Hacker News new | past | comments | ask | show | jobs | submit login
The internals of PostgreSQL (interdb.jp)
477 points by adamnemecek on Jan 26, 2017 | hide | past | favorite | 53 comments



A really cool paper to read is The Design of POSTGRES [1] by Stonebraker et al. It's dated by its mentions of things like POSTQUEL, but it's still really interesting to read about the early design of seminal features like the extensible ADT system, from a time when it was still innovative.

1: http://db.cs.berkeley.edu/papers/ERL-M85-95.pdf


I would like to read through this when I'm not so tired. Thank you!

From what I can tell, PostgreSQL is sensibly structured. At least, it seems better than MySQL. The hackiest thing I have heard so far about MySQL is that if you run the exact same SQL text more than once, it will fetch the result from cache. If you run a differently worded query, it will skip the cache, even if the query were to bring back the exact same data.

This is different than what I remember about PostgreSQL (correct me if I'm wrong). I remember reading in some book that PostgreSQL just let its rows become memory pages, and if a query resulted in data already in memory, then it got it from memory, otherwise it got it from disk. No need to make sure you didn't insert a space or something into your query the second time.


While that is true and the mysql query cache definitely became a scaling issue as machines got bigger with lock contention etc., postgres doesn't even have a similar feature period.

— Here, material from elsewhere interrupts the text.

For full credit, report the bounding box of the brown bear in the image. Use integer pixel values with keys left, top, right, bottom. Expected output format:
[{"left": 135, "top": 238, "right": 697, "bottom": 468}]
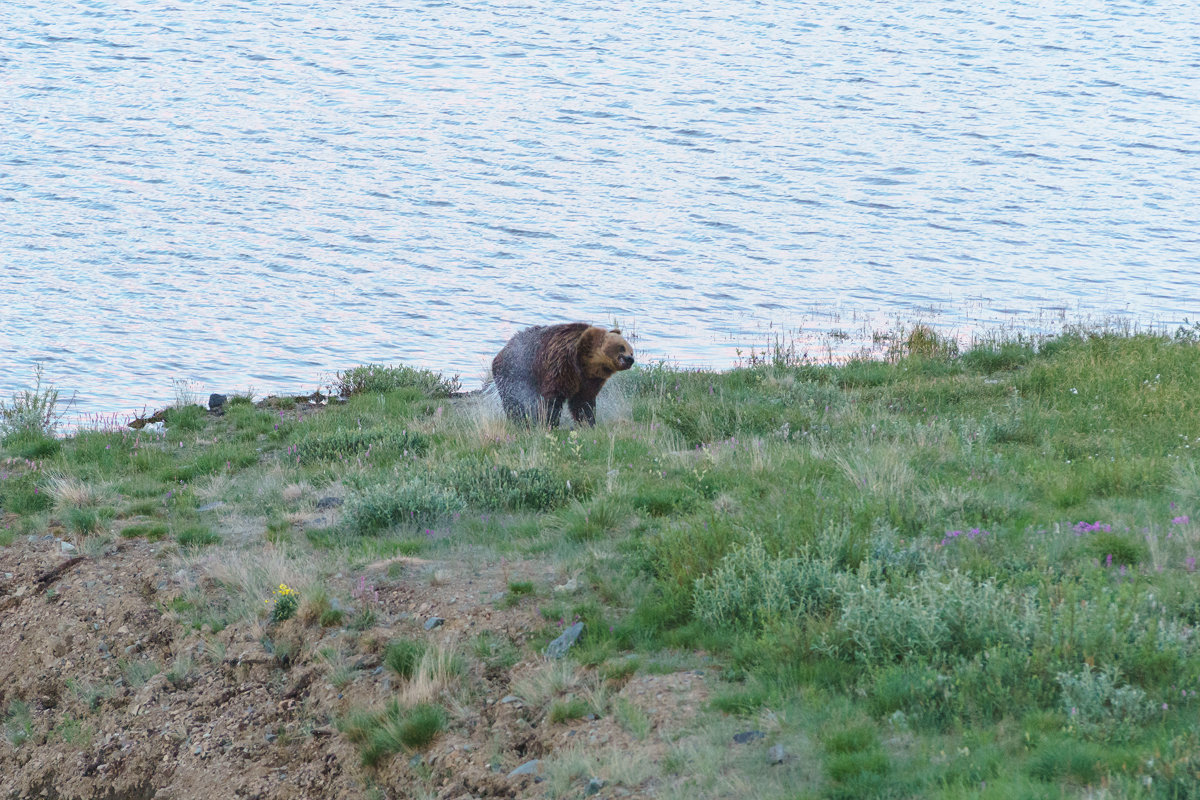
[{"left": 492, "top": 323, "right": 634, "bottom": 427}]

Suppose you have a query that is doing a group by on a low cardinality field (eg. state) on a hundred million row table. Large amount of data in, small amount out. postgres has to actually look at all the rows to re-run the query. The mysql query cache only has to pull the tiny number of results out of the cache for that specific query.

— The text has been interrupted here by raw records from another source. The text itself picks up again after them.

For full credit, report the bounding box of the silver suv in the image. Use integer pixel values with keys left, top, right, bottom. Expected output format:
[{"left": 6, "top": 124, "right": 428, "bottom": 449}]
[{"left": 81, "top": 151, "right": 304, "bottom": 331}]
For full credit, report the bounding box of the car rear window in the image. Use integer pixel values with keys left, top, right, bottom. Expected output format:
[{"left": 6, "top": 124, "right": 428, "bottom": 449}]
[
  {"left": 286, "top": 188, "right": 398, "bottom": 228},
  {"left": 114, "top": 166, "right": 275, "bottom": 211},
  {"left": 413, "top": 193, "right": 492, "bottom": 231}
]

This is a dangerous feature because there is a super slippery slope as traffic increases... any change to any of the tables invalidates the cache when you need caching most, and hits all queries against those tables at the same time. But if used well in an environment with many copies of the data (replicated or otherwise) where you could manage when updates happened, it can be a lifesaver.

InnoDB also has its own buffer pool that caches rows and is in general terms similar to the postgres buffer cache.

It is fair to say that mysql has a lot more features like this that are "sometimes life-saving hacks that can bite you hard if you don't understand them" and postgres is much more restrained in ensuring the features are a little more general and thought through.


MySQL needs the cache more often though with a limit of one index per query. Postgres seems like it more often can combine a few indexes and turn what scans 100k rows in MySQL into bitmasking two indexes and pulling 10 rows.

Seems sensible, each has features to support the base design.


The limit of one index per query was lifted in 2005, with mysql 5.0.


It's now one per table. Poor word choice by me, sorry.



True point (disclaimer: don't know how mysql has evolved in the past 5 years).

Fits with my general feeling of "if you want to optimize for a super specific use case, sometimes mysql can provide some cool tricks for that use case that can be amazing" but if you want a more general solution if you need more flexibility or don't have the knowledge or don't know your future needs, postgres shines.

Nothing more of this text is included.